The equivalence of vector clock dominance and temporal succession is a fairly simple consequence of the direct test for temporal succession established above. Here are the details for completeness.
Suppose E1(n1, c1) <= E2(n2, c2). Clearly, since E2 succeeds E1, E2’s predecessors must include all of E1’s predecessors, and so E2’s latest predecessor at each node can’t have occurred any earlier than E1’s latest predecessor. In other words, temporal succession implies vector clock dominance.
Suppose, on the other hand, that E2’s vector clock dominates E1’s: E1(c1, n1).latestPredecessors <= E2(n2, c2).latestPredecessors.

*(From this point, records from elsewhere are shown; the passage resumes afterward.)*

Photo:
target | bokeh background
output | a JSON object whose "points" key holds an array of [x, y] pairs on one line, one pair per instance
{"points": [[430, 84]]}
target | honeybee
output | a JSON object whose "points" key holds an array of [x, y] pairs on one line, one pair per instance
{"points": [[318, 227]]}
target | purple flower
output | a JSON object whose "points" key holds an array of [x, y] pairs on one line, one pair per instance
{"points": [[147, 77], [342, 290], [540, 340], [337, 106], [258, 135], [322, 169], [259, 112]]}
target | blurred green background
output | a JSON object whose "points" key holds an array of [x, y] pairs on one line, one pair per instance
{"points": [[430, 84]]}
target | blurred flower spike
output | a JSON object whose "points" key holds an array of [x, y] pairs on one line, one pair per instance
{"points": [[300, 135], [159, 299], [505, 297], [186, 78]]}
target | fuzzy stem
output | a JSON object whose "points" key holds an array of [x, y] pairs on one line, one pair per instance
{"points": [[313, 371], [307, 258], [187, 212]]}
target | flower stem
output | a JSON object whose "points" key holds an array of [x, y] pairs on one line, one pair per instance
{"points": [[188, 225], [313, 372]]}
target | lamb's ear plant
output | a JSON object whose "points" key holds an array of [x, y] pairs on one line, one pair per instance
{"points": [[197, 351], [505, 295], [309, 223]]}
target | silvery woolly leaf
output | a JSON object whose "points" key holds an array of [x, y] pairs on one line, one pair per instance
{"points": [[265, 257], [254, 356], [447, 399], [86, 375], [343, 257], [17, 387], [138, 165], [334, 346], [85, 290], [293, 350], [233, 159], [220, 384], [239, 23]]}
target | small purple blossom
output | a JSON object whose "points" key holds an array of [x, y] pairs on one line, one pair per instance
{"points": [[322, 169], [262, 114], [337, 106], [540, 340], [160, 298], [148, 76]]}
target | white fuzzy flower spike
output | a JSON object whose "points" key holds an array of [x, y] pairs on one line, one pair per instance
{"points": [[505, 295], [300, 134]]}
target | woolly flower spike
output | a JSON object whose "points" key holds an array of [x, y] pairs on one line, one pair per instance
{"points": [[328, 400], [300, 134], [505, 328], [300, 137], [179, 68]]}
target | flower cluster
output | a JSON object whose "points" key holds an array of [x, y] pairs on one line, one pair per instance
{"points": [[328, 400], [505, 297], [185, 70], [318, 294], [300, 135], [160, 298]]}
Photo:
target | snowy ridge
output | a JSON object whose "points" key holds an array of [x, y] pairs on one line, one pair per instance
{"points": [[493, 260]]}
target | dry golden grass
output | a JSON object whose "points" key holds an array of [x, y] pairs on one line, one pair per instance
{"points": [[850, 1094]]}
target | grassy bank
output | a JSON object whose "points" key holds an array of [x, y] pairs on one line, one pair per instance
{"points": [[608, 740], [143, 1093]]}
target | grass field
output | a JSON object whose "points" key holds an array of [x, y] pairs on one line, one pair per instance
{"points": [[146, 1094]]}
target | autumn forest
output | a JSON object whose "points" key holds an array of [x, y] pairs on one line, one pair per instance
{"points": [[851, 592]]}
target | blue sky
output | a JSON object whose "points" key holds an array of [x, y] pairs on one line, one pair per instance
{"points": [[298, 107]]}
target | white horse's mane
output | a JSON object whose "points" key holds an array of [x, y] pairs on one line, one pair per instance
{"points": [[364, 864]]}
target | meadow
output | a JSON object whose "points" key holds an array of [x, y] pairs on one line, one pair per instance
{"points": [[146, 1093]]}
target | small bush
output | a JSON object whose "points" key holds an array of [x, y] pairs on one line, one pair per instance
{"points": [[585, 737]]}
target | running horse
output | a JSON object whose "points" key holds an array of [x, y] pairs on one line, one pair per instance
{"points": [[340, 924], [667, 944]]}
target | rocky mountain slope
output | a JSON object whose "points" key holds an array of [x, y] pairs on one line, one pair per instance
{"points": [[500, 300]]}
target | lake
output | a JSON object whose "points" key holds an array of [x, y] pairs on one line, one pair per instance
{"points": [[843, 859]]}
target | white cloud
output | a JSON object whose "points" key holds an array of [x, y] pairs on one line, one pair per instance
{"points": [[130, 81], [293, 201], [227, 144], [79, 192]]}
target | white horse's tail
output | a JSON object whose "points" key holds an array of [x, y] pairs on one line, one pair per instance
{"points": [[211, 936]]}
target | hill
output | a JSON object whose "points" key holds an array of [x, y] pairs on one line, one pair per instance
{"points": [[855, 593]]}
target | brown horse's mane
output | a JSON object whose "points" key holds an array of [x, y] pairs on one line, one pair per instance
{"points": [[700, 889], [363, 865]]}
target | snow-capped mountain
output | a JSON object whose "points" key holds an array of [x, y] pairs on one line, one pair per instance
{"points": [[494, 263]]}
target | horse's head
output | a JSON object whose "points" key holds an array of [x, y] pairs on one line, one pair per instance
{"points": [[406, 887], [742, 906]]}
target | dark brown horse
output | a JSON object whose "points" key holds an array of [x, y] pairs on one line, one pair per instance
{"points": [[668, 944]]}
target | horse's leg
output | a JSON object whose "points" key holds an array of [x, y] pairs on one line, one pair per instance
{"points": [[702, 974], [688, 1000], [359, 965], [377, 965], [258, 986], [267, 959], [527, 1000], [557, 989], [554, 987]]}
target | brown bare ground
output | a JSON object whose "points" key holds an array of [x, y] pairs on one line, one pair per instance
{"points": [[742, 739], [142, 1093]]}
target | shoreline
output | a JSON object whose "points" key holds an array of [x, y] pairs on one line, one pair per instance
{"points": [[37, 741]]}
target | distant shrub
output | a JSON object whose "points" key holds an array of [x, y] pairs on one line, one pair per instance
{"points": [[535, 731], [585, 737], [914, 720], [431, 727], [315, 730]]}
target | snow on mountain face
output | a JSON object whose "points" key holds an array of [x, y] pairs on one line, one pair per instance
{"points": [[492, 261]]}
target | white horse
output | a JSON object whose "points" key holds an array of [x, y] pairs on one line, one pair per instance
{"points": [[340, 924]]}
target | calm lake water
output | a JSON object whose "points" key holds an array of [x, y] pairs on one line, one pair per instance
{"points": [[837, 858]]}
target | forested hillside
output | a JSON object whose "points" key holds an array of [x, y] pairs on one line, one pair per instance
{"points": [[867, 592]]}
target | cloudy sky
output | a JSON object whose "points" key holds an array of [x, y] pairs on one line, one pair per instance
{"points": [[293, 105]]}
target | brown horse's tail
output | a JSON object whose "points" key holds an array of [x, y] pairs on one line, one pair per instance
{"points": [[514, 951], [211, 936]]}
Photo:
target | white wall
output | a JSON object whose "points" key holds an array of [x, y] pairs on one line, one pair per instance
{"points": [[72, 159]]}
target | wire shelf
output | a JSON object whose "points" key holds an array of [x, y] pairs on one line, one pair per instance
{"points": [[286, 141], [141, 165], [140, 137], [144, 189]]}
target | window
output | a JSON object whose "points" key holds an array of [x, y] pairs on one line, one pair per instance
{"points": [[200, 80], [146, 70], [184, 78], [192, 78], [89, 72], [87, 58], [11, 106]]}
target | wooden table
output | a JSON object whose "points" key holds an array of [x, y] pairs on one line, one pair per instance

Then by the definition of vector clock dominance:
E1(n1, c1).latestPredecessor[n1] <= E2(n2, c2).latestPredecessors[n1] … (2)
(this relation holds for every node, and in particular for node n1). But since the predecessor relation was defined to be reflexive, the latest predecessor of E1(n1, c1) at node n1 (its node of origination), is E1(n1, c1) itself. So (2) simplifies to:
c1 <= E2.latestPredecessors[n1]
which by (1) above implies E1 <= E2.
Propagating Vector Clocks
It is easy to see that when a new event occurs, its vector clock has to become the maximal merge of the vector-clocks of its immediate predecessors plus its own node-clock. The maximal merge of a set S of vector clocks is a vector clock in which the clock value for each node, n, is the maximum clock value for n within the vector clocks in S. This type of computation can easily be performed if we piggy-back the vector clock of a message transmittal event onto the message.
This completes our overview of the use of vector clocks in asynchronous event systems.
What’s Next
As mentioned earlier, this blog forms the backdrop for my next blog on the use of vector clocks in update-anywhere replicated data stores. We’ll see there that just as in our battlefield example, vector clocks help remove obsoleted observations from consideration for each agent, in a replicated data store, vector clocks help remove obsoleted versions of a data item from the data store for each replica of the store.